Gale touts his plan as a progressive one, and in a sense it is, since it would reduce the cost of a highly regressive tax break while potentially easing the pressure on essential government programs. But there’s a difference between “less regressive” and “progressive.” Most of the subsidies would still flow to high-income households who can afford to save more and who also tend to get more help from their employers.

An 18% government match will not change the fact that high-fee, high-risk, 401(k)s are not an affordable retirement vehicle for low-income or even middle-income families. And since the funds are still taxed when they’re tapped for retirement, the value of the tax break remains tied to investment returns. (It helps to think of the tax break as a no-interest loan from the government, the value of which depends on how much you make investing the funds). This also tends to favor higher-income households who can afford to take on more risk.

If Gale’s plan isn’t a solution to the retirement crisis facing our country, isn’t it at least an improvement over the current system? Certainly, as long as it’s not oversold. Tweaking a broken system can forestall more far-reaching reforms. (This might partly explain why Orszag, in his new role as a Citigroup vice chairman, is still free to tout the plan). A more imminent concern is the fact that Gale promoted his plan at a recent Senate hearing as a way to help soften the blow of what he characterized as unavoidable Social Security cuts.

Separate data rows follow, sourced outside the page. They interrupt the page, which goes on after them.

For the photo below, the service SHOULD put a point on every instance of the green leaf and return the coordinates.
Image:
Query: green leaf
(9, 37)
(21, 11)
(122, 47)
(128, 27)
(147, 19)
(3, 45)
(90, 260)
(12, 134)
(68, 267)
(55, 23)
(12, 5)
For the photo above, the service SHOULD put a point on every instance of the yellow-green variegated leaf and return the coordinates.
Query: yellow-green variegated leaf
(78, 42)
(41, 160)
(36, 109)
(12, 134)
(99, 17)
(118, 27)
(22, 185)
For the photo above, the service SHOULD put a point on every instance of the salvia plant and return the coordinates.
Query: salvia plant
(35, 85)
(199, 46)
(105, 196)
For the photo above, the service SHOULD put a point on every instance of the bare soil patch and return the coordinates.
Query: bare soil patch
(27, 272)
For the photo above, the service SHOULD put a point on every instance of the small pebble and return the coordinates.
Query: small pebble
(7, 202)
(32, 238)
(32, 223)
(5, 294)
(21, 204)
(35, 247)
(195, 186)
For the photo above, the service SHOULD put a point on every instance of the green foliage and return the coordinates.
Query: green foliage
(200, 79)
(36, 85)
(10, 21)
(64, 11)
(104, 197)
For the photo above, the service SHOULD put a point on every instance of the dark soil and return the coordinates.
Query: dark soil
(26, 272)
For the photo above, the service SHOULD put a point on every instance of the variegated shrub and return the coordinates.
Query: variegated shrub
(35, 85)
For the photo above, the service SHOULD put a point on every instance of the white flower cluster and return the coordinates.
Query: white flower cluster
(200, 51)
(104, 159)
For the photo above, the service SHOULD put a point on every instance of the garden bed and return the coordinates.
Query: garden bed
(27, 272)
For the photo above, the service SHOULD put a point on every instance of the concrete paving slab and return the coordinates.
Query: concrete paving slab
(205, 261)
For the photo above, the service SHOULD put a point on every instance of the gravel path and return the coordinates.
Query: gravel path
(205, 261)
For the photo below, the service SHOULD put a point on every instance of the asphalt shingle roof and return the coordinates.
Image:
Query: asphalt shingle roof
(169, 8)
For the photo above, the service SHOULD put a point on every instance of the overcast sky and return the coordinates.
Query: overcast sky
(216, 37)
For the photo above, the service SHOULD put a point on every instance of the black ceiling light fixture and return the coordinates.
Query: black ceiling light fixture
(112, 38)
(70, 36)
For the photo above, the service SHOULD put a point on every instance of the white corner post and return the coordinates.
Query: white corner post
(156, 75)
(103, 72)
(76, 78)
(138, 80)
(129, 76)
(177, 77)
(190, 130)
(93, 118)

It’s also too bad that Gale proposed a lower government match rather than reducing the contribution limit. The 2001 Bush tax cuts increased the contribution limit from $10,500 to $15,000 and introduced a higher “catch-up” contribution for older workers (these limits are now indexed for inflation). Few middle-class households can afford to contribute $10,500, let alone the current limit of $16,500 (or $22,000 for those 50 and older). Lowering these limits but keeping the 30 percent match would be more progressive and have a real incentive effect, as middle-income households might actually increase their retirement saving, as opposed to high-income households simply shifting money around.